ANNO DOMINI
MCXXVIII
JOANNES
MICHAELENSIS
NOTITIA
(Hist. litt. de la France, XI, 67)
Tout ce que l'on sait de Jean Michaelensis, c'est qu'il assista, au mois de
janvier 1128, à un concile tenu à Troyes, dans lequel il remplit les fonctions
de secrétaire. Effectivement lui-même semble l'insinuer dans le prologue sur la
Règle des Templiers qu'on lui attribue. Aubert Le Mire, qui a donné au public
cette Règle pour la première fois dans sa Chronique de l'ordre de Cîteaux, sur
un manuscrit de l'abbaye de Saint-Victor de Paris, prétend que saint Bernard en
est l'auteur. En quoi il a été suivi de tous ceux qui ont eu depuis occasion de
parler des chevaliers du Temple et de leur règle. Haeften (Disq. Mon. tr. IX,
disq. IX, p. 86), après Stellartius, remarque que cette Règle leur a été donnée
par saint Bernard, mais dans un style très-différent de celui de ce saint
docteur; et qu'on pourrait dire qu'il a voulu se mettre à la portée de ces bons
chevaliers, si son discours adressé aux mêmes chevaliers n'était aussi éloquent
que les autres ouvrages du saint abbé. Manrique, à l'an 1128, cite deux textes
pour prouver que la Règle en question est l'ouvrage de saint Bernard; mais D.

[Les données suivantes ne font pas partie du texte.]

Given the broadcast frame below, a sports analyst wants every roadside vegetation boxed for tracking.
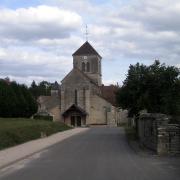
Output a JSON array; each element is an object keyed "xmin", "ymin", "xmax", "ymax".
[
  {"xmin": 116, "ymin": 60, "xmax": 180, "ymax": 140},
  {"xmin": 0, "ymin": 79, "xmax": 38, "ymax": 117},
  {"xmin": 116, "ymin": 60, "xmax": 180, "ymax": 118},
  {"xmin": 0, "ymin": 118, "xmax": 71, "ymax": 150},
  {"xmin": 124, "ymin": 126, "xmax": 137, "ymax": 141}
]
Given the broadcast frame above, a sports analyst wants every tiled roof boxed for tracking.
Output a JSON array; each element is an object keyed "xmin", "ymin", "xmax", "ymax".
[
  {"xmin": 100, "ymin": 85, "xmax": 119, "ymax": 106},
  {"xmin": 72, "ymin": 41, "xmax": 101, "ymax": 58}
]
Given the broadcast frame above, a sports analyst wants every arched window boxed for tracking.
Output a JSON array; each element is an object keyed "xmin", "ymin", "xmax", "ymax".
[
  {"xmin": 75, "ymin": 89, "xmax": 78, "ymax": 105},
  {"xmin": 87, "ymin": 62, "xmax": 90, "ymax": 72},
  {"xmin": 82, "ymin": 62, "xmax": 85, "ymax": 72}
]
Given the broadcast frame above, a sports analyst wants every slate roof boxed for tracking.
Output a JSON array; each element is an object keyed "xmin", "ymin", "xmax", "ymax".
[
  {"xmin": 72, "ymin": 41, "xmax": 102, "ymax": 58},
  {"xmin": 51, "ymin": 81, "xmax": 60, "ymax": 90}
]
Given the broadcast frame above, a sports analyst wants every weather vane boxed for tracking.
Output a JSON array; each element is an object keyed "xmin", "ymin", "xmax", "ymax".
[{"xmin": 85, "ymin": 25, "xmax": 89, "ymax": 41}]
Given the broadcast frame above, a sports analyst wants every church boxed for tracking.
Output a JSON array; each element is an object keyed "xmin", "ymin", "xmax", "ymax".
[{"xmin": 37, "ymin": 41, "xmax": 127, "ymax": 126}]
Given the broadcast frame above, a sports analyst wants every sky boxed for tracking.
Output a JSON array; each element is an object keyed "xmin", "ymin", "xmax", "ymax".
[{"xmin": 0, "ymin": 0, "xmax": 180, "ymax": 86}]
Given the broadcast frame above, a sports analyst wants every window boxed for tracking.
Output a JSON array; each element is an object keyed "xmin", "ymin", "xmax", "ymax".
[
  {"xmin": 87, "ymin": 62, "xmax": 90, "ymax": 72},
  {"xmin": 82, "ymin": 62, "xmax": 85, "ymax": 72},
  {"xmin": 75, "ymin": 89, "xmax": 78, "ymax": 105}
]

Mabillon fait voir dans l'avertissement qu'il a mis à la tète d'un écrit de ce
saint (Op. S. Bern. t. I, p. 571), De laude novae militiae, ad milites Templi,
que les deux textes n'ont rien de favorable à ce sentiment, qu'au contraire ils
le renversent absolument. Il parait [1] par le premier, que le
concile de Troyes ayant chargé saint Bernard de composer une règle pour les
chevaliers du Temple, le saint s'en déchargea sur Jean Michaelensis. C'est
ainsi que l'explique D. Mabillon; et c'est effectivement son véritable sens. On
disputera, si l'on veut, sur le terme de scriba, on soutiendra que Jean Michaelensis
n'a été que copiste on secrétaire, mais du moins est-il certain, qu'il n'est
point fait mention dans le texte que saint Bernard ait composé aucune règle
pour les Templiers. Quant à ceux qui pourraient prétendre que Jean Michaelensis
ne se donne que la qualité de secrétaire, et non d'auteur, nous les prions de
nous dire si la fonction que le concile de Troyes avait proposée à saint
Bernard n'était que celle de scribe ou de secrétaire: or, Jean Michaelensis
témoigne qu'il a rempli la fonction dont on avait voulu charger ce saint abbé,
et qui lui était due, cui creditum ac debitum hoc erat. Il a donc composé
lui-même la Règle, et n'a pas été un simple copiste. Il faut néanmoins avouer
qu'il y a dans le premier texte une certaine obscurité, qui a pu donner
occasion à Le Mire, Manrique et autres, de se tromper; mais un peu d'attention
leur cût fait éviter cette méprise.
Pour ce qui est du second passage, il porte bien que le concile de Troyes
ordonna qu on dresserait une Règle pour les Templiers, mais l'auteur de la
Règle n'y est désigné ni de loin, ni de près. Monsieur de Villefore, dans la
Vie de saint Bernard (Lib. II, p. 124, 125), dit que ce projet de donner une
règle à ces chevaliers parut vaste et merveilleux à tous les prélats assemblés;
et que, pour faire honneur aux lettres du pape Honorius et du patriarche de
Jérusalem, ils invitèrent Bernard à composer la Règle que ces chevaliers
demandaient; mais il ne jugea pas à propos, ajoute monsieur de Villefore, de se
charger de ce soin, et elle fut faite par un autre. Guillaume de Tyr (l. XII,
c. 7), et Jacques de Vitri (l. I, c. 65) font mention de la Règle donnée aux
chevaliers du Temple dans le concile de Troyes. Si saint Bernard en avait été
l'auteur, ces deux historiens auraient-ils manqué de le dire? Cependant ils
gardent un profond silence sur l'auteur. Un manuscrit de la bibliothèque
Cottonienne porte que cette règle a été dressée et écrite par Jean
Michaelensis, par ordre du concile et de saint Bernard. D'ailleurs Albéric,
moine de Citeaux, dit qu'on donna à ces chevaliers la Règle de saint Augustin;
aussi le Monasticon Anglicanum les place-t-il sous l'ordre de Saint-Augustin.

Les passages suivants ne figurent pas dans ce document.